Long-term survival is expected in ‘potentially cured’ patients who undergo radical resection. However, the high postoperative recurrence rate remains a significant bottleneck in achieving this goal. The core purpose of postoperative adjuvant treatment is to decrease or delay tumor recurrence and metastasis. Moreover, it is also aimed at improving the long-term outcomes of patients, including treatment against the background of chronic liver disease (such as treatment of viral hepatitis) and eradication of micrometastatic tumor deposits. ¹⁶ Active intervention to decrease and delay tumor recurrence is not only vital for improving the overall curative effect in patients with HCC, but is also an area of urgent medical demand. Recently, in the interim analysis of IMbrave050, the median follow-up duration was 17.4months. Among patients at high-risk of recurrence, RFS was improved in those who received a combination of atezolizumab and bevacizumab in comparison to those who underwent active surveillance (HR, 0.72; 95% CI, 0.53–0.98, p=0.012). ¹⁷ While further follow-up is required to confirm the effectiveness of adjuvant treatment using a combination of atezolizumab and bevacizumab as a milestone in the treatment of HCC, IMbrave050 proved the necessity of postoperative adjuvant treatment and identified patients at high-risk of recurrence as a potential target population.

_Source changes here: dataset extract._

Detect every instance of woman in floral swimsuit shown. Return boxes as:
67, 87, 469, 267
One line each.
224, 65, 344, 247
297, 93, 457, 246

Over the last decade, targeted drugs have emerged as crucial treatment options for management of patients with advanced HCC due to their distinctive mechanisms of action and noteworthy effectiveness. ¹⁸ From a theoretical point of view, the anti-angiogenic and inhibitory effects of targeted drugs on tumor cell proliferation may render them an optimal choice for management of postoperative micrometastases. Using luciferase-labeled orthotopic xenograft mice models of HCC, Feng et al. ¹⁹ demonstrated that sorafenib reduced postoperative tumor recurrence, consequently leading to prolonged survival of mice. The lack of success in the STORM trial has diminished the faith of the researchers in targeted monotreatment. ²⁰ However, it is essential to note that the trial included a patient population with relatively low risk of recurrence, as was evidenced by a median tumor size of 3.5cm and by the fact that 32% patients had MVI. Therefore, the potential role of antiangiogenic activity in preventing or reducing tumor recurrence must be reconsidered. Conversely, several real-world studies have demonstrated that adjuvant-targeted treatment following radical resection is effective in reducing the rates of postoperative tumor recurrence and metastasis.^21–25 Recently, a phase II clinical study showed that the median RFS of patients treated with adjuvant apatinib after radical resection for HCC with portal vein tumor thrombosis was 7.6months and that the 1-year RFS rate was 36.1%. ²⁶ Similarly, Zhou et al. ²⁷ showed that in the patients with China liver cancer staging IIb/IIIa (equal to BCLC stage B/C) treated with lenvatinib after radical resection, the 1-year RFS rate was 50.5% and the median RFS was 16.5months.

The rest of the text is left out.